Geron Corporation has announced the publication of study results showing that GRNOPC1, the company’s human embryonic stem cell (hESC)-based therapeutic for the treatment of spinal cord injury, evades direct attack by the human immune system in vitro.
Published in the November online issue of the Journal of Neuroimmunology, the results of research conducted by Ross Okamura, Ph.D. and other Geron scientists suggest that unlike whole organ transplants, cellular therapeutics derived from hESCs may provoke only minimal immune reactions and that rejection may be controlled or prevented by short courses of low-dose immunosuppressive drugs. The results also support the position that patient-specific hESC lines are not needed to prevent immune rejection.
Specifically, the research findings demonstrate that GRNOPC1 cells are minimally recognized by both the innate (natural killer) and adaptive (cytotoxic T cell) arms of the human immune system.
In addition, the data show that the cells are resistant to lysis by human serum containing anti-Neu5Gc antibodies, which some scientists believed was problematic for any hESC line derived on mouse feeders.

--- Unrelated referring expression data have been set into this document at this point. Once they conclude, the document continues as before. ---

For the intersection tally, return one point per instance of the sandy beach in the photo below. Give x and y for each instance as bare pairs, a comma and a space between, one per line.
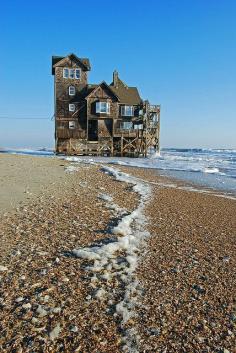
70, 283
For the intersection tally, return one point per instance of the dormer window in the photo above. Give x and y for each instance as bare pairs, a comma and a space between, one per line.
72, 73
65, 73
71, 107
103, 107
71, 91
127, 110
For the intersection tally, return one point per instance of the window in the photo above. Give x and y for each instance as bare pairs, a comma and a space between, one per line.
138, 127
126, 125
71, 91
72, 73
103, 107
71, 124
127, 110
71, 107
65, 73
77, 73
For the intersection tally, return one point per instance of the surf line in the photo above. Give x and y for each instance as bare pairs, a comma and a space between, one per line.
112, 265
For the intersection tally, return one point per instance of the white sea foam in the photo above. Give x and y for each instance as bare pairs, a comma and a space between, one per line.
119, 257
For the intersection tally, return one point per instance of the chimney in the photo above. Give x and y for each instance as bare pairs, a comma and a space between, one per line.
115, 78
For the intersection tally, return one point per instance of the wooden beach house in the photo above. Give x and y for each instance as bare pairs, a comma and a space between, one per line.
100, 119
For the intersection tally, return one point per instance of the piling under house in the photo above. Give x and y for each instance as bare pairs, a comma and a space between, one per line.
100, 119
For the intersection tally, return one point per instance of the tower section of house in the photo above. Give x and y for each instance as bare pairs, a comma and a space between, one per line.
100, 119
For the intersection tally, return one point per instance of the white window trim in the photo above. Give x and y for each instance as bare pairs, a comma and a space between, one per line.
124, 109
99, 105
71, 94
71, 124
74, 73
64, 76
122, 125
71, 107
78, 78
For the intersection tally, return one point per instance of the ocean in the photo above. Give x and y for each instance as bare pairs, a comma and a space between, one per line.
212, 168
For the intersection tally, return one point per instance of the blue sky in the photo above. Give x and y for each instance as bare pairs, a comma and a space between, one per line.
180, 53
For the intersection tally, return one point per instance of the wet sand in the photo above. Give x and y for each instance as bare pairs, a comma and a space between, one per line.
186, 269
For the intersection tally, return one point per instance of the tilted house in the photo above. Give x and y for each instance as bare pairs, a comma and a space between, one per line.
100, 119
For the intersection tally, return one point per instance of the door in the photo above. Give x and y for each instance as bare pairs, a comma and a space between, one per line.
93, 130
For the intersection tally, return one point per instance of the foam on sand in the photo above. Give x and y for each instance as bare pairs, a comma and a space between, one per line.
116, 261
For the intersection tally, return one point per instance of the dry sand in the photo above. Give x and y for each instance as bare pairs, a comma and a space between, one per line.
187, 271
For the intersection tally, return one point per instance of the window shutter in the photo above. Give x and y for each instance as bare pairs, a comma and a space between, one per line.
97, 107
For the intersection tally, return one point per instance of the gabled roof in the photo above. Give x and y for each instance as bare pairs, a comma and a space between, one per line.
126, 94
82, 61
103, 83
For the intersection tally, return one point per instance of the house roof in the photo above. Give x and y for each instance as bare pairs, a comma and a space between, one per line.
126, 94
93, 88
84, 61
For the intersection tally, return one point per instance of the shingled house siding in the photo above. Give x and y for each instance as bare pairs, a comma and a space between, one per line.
83, 130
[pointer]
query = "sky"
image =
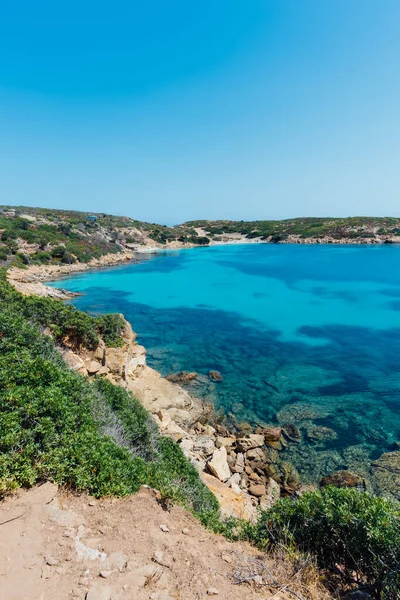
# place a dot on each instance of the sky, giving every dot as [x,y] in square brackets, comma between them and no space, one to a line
[219,109]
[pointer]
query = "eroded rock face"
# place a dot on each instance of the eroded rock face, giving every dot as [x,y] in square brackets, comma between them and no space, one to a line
[386,474]
[218,465]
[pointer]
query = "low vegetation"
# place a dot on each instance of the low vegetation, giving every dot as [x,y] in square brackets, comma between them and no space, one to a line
[46,236]
[353,536]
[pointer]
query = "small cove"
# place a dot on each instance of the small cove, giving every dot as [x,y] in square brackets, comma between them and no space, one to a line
[303,334]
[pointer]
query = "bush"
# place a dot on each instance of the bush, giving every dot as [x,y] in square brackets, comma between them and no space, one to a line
[354,536]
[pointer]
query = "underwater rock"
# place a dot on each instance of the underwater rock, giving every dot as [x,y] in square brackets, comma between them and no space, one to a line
[386,473]
[343,479]
[316,433]
[215,376]
[181,377]
[291,432]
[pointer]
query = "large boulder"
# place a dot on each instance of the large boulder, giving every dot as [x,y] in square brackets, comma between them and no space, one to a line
[254,440]
[231,503]
[218,465]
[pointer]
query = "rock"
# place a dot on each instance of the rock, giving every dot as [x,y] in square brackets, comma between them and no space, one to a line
[271,434]
[255,457]
[272,494]
[315,433]
[218,465]
[105,574]
[253,440]
[238,465]
[93,367]
[204,444]
[116,560]
[97,592]
[343,479]
[182,377]
[231,504]
[215,376]
[291,432]
[257,489]
[386,473]
[228,442]
[158,557]
[74,361]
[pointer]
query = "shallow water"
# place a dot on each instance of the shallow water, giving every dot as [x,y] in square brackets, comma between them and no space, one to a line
[308,334]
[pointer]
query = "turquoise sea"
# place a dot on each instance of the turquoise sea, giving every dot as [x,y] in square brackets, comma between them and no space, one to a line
[304,334]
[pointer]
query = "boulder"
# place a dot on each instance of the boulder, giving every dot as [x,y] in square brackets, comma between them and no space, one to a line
[238,466]
[257,489]
[249,442]
[182,377]
[231,503]
[204,444]
[218,465]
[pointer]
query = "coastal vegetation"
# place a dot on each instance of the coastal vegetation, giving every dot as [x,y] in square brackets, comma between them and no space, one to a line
[95,436]
[41,236]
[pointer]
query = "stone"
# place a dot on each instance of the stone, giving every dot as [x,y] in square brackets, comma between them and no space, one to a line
[181,377]
[253,440]
[343,479]
[105,574]
[215,376]
[257,489]
[291,432]
[272,494]
[93,367]
[231,504]
[218,465]
[238,466]
[271,434]
[204,444]
[228,442]
[97,592]
[116,560]
[212,592]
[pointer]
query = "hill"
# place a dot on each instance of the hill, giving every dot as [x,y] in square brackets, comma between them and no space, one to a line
[48,236]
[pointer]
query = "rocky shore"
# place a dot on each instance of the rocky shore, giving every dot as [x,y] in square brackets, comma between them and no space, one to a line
[242,466]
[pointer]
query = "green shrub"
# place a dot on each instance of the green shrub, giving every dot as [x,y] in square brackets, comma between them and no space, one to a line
[354,536]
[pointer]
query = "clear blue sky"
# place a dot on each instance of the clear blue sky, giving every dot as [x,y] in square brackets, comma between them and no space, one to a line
[173,110]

Geron’s oligodendroglial progenitors express HLA class I antigen but not class II markers, even after stimulation by inflammatory cytokines. Analysis of factors secreted by these cells in the presence of inflammatory cytokines show the induction of several ligands, including B7-H1, which have been previously shown to enhance successful engraftment across allogeneic barriers.
“We published evidence in 2004 showing that undifferentiated hESCs are immunoprivileged, which means they are minimally recognized by allogeneic human immune cells in vitro,” said Thomas B. Okarma, Ph.D., M.D., Geron’s president and CEO.
“This publication shows that the same immune-privileged properties are displayed by differentiated progeny of hESCs. In this case, they are oligodendroglial progenitors for acute spinal cord injury. More importantly, the study results suggest a possible reduction in the requirement for immunosuppressive drugs in patients treated with OPC1 cells. This should minimize the potential for side effects often attributed to these agents.”
In the studies, GRNOPC1 cells were tested for susceptibility to both immune effector cells and sera from multiple allogeneic normal healthy individuals. GRNOPC1 cells stimulated very low levels of T cell proliferation. Allogeneic T cell proliferation is a standard measure of immune recognition of foreign transplanted tissue. Even when GRNOPC1 cells were exposed to proinflammatory cytokines, such as beta-interferon or TNF-alpha, allogeneic T cell proliferation was not induced.